Jonathan Johnson, Rooted School’s Founder and CEO, received $250,000 from the Mind Trust as part of the group’s Charter School Design Challenge. The goal of the grant was for Johnson to replicate the first Rooted School in Indianapolis.

That New Orleans school opened in 2017 and currently serves grades 9-10. Only one year of academic results is available. It is rated a B by the Louisiana Department of Education.

Johnson says he needs to raise around $1.1 million before the school would open for the 2020-21 academic year.

Believe Circle City

The proposed Believe Circle City high school would focus on students earning college credits before graduation and spending time at local colleges as early as their 10th-grade year.

“Our goal with the new school is to change the approach with educating high school students,” said school leader Kimberly Neal. “We want an increase on autonomy and agency.”

Neal says there will be a focus on soft skills for students to get and retain a job after graduation, with a credential, or be ready for a two- or four-year school.

Students, Neal said, should have completed Core 40 graduation requirements before they start attending high education classes off-site.

“I think it is a needed curriculum," board member Pam Hickman says. "I am always worried that our students are not being prepared for college or a job.”

A year ago Neal was named as part of The Mind Trust’s fifth cohort of Innovation School Fellowship. Fellows earn a stipend plus benefits over the course of their fellowship.

Neal previously was at KIPP:DC as the managing director of secondary education and a middle school principal. Earlier she founded Muchin College Prep which is part of the Noble Network of Charter Schools in Chicago.

Believe Circle City’s board chairwoman is Taylor Brown, Teach for America-Indianapolis’s chief program officer. Brown’s husband is Brandon Brown, CEO of The Mind Trust.
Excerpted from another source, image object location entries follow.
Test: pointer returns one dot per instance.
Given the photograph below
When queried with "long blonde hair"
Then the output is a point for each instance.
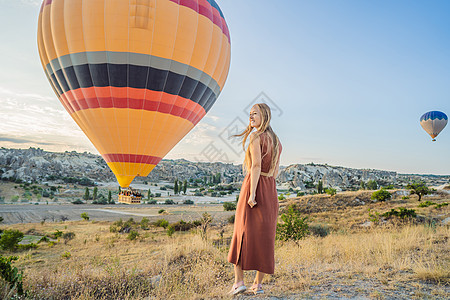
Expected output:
(266, 116)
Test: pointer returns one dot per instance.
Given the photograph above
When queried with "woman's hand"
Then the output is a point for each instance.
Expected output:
(251, 200)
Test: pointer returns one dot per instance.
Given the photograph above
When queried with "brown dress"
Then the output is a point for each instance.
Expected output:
(253, 242)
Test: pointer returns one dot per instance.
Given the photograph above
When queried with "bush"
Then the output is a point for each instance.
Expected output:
(161, 223)
(10, 239)
(85, 216)
(68, 236)
(229, 206)
(419, 189)
(182, 226)
(438, 206)
(133, 235)
(27, 246)
(11, 274)
(170, 230)
(330, 191)
(294, 227)
(57, 234)
(145, 223)
(319, 230)
(402, 213)
(381, 195)
(426, 204)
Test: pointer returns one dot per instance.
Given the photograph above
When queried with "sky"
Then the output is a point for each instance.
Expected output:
(347, 82)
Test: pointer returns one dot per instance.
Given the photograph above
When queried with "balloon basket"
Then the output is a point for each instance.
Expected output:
(130, 196)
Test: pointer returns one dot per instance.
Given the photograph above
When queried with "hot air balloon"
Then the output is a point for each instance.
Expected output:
(433, 122)
(135, 75)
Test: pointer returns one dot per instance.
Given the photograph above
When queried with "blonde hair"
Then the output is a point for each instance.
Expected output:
(266, 116)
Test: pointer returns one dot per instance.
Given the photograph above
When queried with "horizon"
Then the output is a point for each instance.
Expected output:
(347, 83)
(234, 164)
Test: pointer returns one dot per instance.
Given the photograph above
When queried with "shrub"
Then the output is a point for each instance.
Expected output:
(229, 206)
(402, 213)
(294, 227)
(182, 226)
(438, 206)
(381, 195)
(161, 223)
(68, 236)
(426, 204)
(330, 191)
(170, 230)
(10, 239)
(419, 189)
(319, 230)
(27, 246)
(43, 239)
(85, 216)
(133, 235)
(57, 234)
(145, 223)
(11, 274)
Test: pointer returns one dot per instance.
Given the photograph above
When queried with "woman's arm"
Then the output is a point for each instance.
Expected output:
(255, 171)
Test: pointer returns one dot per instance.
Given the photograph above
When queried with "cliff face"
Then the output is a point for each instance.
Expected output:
(337, 177)
(37, 165)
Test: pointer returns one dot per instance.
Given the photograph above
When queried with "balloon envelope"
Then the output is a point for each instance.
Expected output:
(433, 122)
(135, 75)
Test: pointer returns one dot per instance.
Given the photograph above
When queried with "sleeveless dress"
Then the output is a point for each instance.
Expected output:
(253, 242)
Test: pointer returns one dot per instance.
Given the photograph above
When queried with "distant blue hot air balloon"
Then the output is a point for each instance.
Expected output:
(433, 122)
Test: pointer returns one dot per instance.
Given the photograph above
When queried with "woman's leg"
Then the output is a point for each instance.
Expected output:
(259, 277)
(238, 274)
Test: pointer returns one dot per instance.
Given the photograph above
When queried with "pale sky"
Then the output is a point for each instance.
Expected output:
(348, 81)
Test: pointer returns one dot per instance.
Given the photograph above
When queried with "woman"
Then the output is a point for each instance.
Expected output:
(253, 242)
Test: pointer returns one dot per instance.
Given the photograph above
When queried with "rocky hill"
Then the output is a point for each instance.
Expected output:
(39, 165)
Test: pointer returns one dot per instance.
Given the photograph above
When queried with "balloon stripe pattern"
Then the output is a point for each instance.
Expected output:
(135, 75)
(433, 122)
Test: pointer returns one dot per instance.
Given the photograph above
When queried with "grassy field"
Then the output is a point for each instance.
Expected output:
(391, 260)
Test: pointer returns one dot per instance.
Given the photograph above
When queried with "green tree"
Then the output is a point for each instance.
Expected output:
(184, 186)
(10, 239)
(381, 195)
(86, 194)
(419, 189)
(320, 187)
(372, 185)
(94, 193)
(294, 227)
(175, 187)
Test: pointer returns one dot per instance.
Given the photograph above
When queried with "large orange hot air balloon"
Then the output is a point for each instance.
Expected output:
(135, 75)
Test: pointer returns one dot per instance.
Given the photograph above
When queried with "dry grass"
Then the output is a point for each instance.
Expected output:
(375, 262)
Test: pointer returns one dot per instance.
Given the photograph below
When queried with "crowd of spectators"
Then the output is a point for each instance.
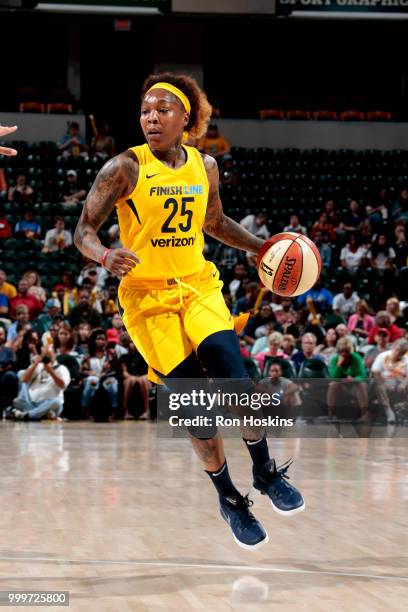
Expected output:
(67, 354)
(351, 326)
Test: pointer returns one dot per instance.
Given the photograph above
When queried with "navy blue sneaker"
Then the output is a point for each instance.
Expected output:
(247, 531)
(272, 481)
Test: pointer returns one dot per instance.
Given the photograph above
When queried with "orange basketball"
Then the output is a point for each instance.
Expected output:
(289, 264)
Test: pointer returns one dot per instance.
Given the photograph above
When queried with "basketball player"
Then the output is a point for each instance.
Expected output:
(4, 131)
(166, 194)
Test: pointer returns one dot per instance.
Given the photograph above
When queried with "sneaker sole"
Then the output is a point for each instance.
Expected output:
(251, 547)
(288, 512)
(278, 510)
(247, 546)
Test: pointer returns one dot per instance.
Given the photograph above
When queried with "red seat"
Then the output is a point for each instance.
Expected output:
(298, 114)
(352, 115)
(271, 113)
(325, 115)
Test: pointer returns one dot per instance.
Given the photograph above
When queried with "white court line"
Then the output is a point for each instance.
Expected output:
(206, 566)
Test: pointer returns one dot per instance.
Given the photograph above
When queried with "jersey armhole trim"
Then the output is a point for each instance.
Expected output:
(124, 199)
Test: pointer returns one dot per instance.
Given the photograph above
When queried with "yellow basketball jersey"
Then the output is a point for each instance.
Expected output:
(162, 219)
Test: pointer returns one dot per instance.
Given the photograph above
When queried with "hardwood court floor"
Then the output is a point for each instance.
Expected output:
(128, 522)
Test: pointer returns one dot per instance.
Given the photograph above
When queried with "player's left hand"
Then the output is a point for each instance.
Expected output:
(4, 131)
(121, 261)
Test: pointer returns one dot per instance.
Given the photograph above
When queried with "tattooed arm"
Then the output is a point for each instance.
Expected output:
(220, 226)
(115, 180)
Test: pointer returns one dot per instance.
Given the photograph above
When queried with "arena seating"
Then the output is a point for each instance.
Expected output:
(278, 181)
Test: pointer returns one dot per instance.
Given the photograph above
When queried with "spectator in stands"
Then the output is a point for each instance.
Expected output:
(70, 296)
(330, 210)
(324, 250)
(352, 219)
(72, 143)
(84, 312)
(295, 226)
(399, 208)
(256, 225)
(3, 183)
(382, 338)
(49, 337)
(259, 324)
(43, 323)
(6, 288)
(42, 389)
(74, 191)
(22, 319)
(308, 348)
(225, 256)
(21, 193)
(327, 349)
(342, 331)
(345, 303)
(109, 298)
(133, 369)
(286, 388)
(28, 227)
(381, 254)
(99, 369)
(4, 307)
(361, 323)
(116, 328)
(322, 297)
(5, 227)
(353, 255)
(84, 332)
(346, 365)
(383, 320)
(103, 144)
(27, 348)
(34, 285)
(390, 371)
(65, 342)
(261, 343)
(236, 284)
(365, 234)
(394, 310)
(378, 213)
(246, 303)
(275, 340)
(228, 171)
(58, 238)
(324, 227)
(114, 237)
(400, 247)
(8, 378)
(213, 142)
(289, 345)
(87, 271)
(24, 297)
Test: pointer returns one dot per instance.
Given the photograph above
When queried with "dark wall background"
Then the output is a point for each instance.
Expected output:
(247, 62)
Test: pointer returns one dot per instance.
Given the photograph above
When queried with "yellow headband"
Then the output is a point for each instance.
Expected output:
(175, 91)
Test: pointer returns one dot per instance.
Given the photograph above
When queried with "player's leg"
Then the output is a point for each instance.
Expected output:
(208, 324)
(234, 508)
(220, 355)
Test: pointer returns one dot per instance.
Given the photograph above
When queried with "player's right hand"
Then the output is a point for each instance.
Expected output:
(121, 261)
(4, 130)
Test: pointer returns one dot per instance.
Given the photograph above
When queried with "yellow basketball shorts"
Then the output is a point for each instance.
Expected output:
(168, 319)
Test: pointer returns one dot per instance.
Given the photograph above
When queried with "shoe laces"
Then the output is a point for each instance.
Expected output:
(242, 508)
(280, 473)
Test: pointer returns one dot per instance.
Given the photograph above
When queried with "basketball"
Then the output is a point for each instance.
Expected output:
(289, 264)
Taylor Brown says the board will be transparent about any real or perceived conflict of interest that could arise.

Believe’s proposal calls for starting with 100 students in 9th grade and adding a grade level each year and eventually enroll 465 students after seven years.

A location within the IPS district has not been named yet for the school.

The Indianapolis charter school board will vote on the schools June 27.

Another School

The Indiana Charter School Board also held a public hearing for GEO’s Next Generation Academy Tuesday.

GEO Academies, an Indianapolis-based charter operator with schools in Gary and Baton Rouge, LA, wants to open in Warren Township with a performing arts theme and emphasis students college credits. School leaders hope to attract 750 students.

The state charter board will meet May 14 to vote on GEO’s charter application.

Correction: An earlier version of this article mistated the amount of salary Mind Trust fellows recieve.